The foundational idea of Ivy Takes Care is that the expectations of outsiders is not an absolute blueprint for life that must be followed. If you feel different from your peers, then your goals and ultimate scenario for living in happiness will probably not be the same as theirs, so choosing to branch off from the main stream is by no means an indulgent whim. That may be the only logical decision to make if you're to find happiness, living to serve others effectively because humans are happiest when their abilities go to helping other living beings. There is sadness in Ivy Takes Care, sadness at the unexpected changes wrought in a life of continual unpredictability, when friendships meant to last forever die a quick, painful death, or suffer quietly for a long while before disappearing, as if they never existed. There is no satisfactory solution when best friends come to the point where what they want is no longer congruent, and they don't have the time or desire to tarry any longer in each other's idea of a rewarding life. But there is always another tomorrow, and the promise that it will dawn no less brightly for even the saddest events imaginable of the prior day, and that is the hope we are left with at the end of this book. Will Ivy fulfill her ambition of becoming a veterinarian when she's older?

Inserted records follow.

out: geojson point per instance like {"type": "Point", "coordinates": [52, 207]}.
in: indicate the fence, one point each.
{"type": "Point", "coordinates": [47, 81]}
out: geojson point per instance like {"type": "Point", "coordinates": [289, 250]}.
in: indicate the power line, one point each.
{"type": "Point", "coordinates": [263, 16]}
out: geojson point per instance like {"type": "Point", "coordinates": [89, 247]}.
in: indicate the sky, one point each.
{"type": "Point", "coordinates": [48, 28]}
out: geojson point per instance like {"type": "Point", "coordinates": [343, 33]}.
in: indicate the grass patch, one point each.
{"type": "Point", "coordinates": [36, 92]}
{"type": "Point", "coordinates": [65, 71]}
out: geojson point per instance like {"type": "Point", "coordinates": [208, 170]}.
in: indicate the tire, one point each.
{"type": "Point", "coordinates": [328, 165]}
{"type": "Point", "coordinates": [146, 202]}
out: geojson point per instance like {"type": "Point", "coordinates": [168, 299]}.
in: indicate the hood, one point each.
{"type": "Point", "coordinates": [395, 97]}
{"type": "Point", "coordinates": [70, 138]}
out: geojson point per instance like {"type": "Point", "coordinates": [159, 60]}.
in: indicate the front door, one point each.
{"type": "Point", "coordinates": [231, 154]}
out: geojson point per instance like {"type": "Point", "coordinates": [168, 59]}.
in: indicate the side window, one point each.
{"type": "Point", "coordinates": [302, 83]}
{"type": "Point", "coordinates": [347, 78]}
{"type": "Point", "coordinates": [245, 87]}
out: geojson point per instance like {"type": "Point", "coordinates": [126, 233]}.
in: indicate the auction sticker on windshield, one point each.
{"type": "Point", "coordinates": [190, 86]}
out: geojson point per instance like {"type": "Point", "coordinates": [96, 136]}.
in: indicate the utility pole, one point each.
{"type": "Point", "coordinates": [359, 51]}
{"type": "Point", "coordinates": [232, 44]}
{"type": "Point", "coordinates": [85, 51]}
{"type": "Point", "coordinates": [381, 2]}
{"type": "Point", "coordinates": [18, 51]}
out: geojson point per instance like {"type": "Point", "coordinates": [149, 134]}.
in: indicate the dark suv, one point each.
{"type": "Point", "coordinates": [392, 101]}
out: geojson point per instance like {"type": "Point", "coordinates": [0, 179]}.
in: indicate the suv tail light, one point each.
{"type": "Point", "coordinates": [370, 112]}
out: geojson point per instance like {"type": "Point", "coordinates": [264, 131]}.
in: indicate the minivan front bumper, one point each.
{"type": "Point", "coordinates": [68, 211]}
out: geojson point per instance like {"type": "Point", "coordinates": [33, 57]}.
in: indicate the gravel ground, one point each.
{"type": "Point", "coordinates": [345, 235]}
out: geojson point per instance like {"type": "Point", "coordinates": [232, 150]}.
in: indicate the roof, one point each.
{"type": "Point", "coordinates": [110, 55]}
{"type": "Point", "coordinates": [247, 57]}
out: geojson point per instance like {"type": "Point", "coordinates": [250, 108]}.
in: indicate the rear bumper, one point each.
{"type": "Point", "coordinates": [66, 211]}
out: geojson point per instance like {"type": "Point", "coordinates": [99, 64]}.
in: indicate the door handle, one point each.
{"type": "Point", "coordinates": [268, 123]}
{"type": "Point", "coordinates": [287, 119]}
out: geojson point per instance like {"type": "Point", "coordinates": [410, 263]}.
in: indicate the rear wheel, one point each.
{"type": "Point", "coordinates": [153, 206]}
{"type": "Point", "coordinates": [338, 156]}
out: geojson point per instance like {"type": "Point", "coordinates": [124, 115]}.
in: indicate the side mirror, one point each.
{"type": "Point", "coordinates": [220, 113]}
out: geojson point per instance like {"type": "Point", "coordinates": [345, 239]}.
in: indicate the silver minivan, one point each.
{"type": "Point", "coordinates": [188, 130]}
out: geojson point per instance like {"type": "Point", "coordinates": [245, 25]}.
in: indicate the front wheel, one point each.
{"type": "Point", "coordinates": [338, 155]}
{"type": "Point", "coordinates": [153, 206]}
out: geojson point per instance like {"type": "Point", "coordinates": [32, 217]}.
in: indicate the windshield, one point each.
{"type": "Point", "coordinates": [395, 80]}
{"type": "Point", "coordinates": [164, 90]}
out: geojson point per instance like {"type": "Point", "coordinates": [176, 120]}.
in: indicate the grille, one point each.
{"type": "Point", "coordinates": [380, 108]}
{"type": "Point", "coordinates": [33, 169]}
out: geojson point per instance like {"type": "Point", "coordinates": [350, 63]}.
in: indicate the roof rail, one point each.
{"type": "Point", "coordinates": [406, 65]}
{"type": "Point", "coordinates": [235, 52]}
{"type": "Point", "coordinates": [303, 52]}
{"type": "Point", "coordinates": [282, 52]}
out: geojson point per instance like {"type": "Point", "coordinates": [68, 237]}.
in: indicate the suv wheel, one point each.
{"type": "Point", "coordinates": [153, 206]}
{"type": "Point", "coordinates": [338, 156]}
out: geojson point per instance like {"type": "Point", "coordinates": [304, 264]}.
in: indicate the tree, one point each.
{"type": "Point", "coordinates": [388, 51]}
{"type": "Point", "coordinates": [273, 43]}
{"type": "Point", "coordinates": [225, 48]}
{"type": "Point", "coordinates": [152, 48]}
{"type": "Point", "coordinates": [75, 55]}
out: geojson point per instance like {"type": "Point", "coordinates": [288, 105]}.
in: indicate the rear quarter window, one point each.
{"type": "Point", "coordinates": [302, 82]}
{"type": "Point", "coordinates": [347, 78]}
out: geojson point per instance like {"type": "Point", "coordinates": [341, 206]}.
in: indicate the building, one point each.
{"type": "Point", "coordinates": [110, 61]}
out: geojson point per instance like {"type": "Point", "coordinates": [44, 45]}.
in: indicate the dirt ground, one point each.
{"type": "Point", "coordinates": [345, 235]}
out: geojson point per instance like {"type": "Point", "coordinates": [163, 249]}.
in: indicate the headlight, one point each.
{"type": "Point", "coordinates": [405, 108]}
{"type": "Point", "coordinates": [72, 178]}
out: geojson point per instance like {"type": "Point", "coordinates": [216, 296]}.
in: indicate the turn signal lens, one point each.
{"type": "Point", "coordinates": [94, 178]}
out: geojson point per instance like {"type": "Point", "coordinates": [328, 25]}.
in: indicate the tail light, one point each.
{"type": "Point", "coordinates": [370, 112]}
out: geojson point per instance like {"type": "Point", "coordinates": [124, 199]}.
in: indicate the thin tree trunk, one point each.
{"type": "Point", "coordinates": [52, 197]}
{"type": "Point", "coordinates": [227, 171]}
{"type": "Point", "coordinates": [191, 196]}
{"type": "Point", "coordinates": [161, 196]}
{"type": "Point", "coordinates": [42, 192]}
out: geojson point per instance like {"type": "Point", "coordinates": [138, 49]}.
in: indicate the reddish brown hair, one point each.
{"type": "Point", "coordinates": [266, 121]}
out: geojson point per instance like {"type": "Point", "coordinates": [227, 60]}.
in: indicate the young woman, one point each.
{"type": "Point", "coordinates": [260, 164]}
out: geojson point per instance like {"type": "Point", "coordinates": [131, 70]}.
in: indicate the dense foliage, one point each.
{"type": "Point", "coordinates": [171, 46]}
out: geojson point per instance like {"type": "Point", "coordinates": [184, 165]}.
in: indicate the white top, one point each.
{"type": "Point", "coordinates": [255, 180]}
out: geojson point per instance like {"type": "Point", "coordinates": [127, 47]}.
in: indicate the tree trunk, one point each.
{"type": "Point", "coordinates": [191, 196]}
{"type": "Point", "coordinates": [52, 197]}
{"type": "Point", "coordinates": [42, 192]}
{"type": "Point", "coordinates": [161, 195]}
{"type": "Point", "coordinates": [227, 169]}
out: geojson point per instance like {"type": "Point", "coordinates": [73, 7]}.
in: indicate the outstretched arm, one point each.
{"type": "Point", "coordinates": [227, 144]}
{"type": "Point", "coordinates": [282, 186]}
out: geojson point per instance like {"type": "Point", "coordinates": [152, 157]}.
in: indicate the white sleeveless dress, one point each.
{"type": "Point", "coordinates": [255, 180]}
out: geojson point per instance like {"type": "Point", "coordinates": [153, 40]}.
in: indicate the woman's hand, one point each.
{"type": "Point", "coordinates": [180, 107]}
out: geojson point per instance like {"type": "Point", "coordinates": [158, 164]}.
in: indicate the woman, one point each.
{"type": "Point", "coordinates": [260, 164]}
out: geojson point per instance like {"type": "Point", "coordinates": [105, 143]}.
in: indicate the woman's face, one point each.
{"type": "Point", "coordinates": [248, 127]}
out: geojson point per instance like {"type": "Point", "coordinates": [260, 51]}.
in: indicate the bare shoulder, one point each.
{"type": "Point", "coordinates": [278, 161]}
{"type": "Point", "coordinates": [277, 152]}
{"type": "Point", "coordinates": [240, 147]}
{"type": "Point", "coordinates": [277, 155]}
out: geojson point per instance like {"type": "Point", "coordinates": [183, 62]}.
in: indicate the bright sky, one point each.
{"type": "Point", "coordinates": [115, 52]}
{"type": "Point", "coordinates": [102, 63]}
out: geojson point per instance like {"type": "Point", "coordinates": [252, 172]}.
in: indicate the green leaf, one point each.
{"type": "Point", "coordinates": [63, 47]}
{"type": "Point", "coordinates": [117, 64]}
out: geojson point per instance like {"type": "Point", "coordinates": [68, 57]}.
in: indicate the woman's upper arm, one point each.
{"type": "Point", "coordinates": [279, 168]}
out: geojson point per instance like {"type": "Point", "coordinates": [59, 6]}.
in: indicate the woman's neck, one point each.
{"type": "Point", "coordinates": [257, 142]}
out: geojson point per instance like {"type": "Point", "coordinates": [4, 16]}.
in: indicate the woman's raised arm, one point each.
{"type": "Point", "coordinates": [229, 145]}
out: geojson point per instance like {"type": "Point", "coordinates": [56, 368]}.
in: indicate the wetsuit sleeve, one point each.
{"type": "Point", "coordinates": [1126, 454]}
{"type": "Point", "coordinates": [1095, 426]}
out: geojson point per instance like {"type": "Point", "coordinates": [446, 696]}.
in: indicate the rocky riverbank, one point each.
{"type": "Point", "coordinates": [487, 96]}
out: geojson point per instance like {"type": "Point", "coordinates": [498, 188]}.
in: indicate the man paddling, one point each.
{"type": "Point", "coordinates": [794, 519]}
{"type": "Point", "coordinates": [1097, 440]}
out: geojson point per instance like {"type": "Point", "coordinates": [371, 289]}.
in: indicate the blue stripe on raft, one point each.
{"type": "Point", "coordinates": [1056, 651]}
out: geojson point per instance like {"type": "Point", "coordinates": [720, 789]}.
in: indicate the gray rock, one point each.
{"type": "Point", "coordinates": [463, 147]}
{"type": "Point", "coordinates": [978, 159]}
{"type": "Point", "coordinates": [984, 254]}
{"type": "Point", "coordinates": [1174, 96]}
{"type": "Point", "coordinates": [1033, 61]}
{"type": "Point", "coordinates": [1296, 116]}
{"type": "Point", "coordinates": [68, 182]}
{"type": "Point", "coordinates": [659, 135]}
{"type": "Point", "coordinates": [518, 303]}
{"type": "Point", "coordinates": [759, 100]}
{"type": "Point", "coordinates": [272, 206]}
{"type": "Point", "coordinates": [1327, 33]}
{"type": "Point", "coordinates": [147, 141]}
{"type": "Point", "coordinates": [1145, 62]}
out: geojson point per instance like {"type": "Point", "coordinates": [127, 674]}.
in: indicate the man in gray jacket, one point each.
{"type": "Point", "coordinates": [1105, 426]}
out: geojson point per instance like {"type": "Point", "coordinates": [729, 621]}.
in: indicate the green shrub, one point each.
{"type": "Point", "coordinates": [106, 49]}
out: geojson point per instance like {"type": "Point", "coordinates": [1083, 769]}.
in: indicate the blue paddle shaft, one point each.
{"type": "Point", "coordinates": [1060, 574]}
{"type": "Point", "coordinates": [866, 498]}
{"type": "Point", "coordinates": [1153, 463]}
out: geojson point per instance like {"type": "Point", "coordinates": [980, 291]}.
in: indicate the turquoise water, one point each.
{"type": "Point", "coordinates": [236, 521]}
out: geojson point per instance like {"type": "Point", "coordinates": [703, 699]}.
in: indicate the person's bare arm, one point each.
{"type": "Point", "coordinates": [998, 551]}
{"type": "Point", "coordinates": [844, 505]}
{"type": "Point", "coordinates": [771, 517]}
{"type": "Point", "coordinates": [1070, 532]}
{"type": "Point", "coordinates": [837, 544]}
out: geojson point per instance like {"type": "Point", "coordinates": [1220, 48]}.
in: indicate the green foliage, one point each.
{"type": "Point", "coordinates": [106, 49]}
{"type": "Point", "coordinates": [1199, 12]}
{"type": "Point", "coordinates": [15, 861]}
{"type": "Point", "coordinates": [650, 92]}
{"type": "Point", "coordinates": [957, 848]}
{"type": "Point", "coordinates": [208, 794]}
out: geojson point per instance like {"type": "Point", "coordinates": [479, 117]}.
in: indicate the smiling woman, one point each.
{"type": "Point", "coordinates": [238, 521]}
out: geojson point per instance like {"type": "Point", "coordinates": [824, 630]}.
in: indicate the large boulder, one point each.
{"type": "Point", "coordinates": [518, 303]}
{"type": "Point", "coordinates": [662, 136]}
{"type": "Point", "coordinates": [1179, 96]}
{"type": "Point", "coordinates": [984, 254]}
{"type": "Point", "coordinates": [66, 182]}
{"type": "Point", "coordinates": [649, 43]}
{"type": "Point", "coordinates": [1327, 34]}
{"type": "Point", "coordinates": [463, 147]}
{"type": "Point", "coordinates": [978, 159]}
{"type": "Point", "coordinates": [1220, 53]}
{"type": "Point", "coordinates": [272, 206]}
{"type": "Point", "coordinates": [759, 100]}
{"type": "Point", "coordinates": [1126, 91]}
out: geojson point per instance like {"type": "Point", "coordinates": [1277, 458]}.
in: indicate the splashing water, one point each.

We can't know for sure, but she's content today to be working toward that future in every little way she can, and for now, that's enough. One can never do more than live each day that much closer to where one wants to be, and that's what Ivy is doing, no matter how the future develops. I hope we all have the patience and sincerity of purpose to do the same. I would probably give two and a half stars to Ivy Takes Care, and I see it being a memorable story for readers of either gender for as long as it continues finding its way into young hands.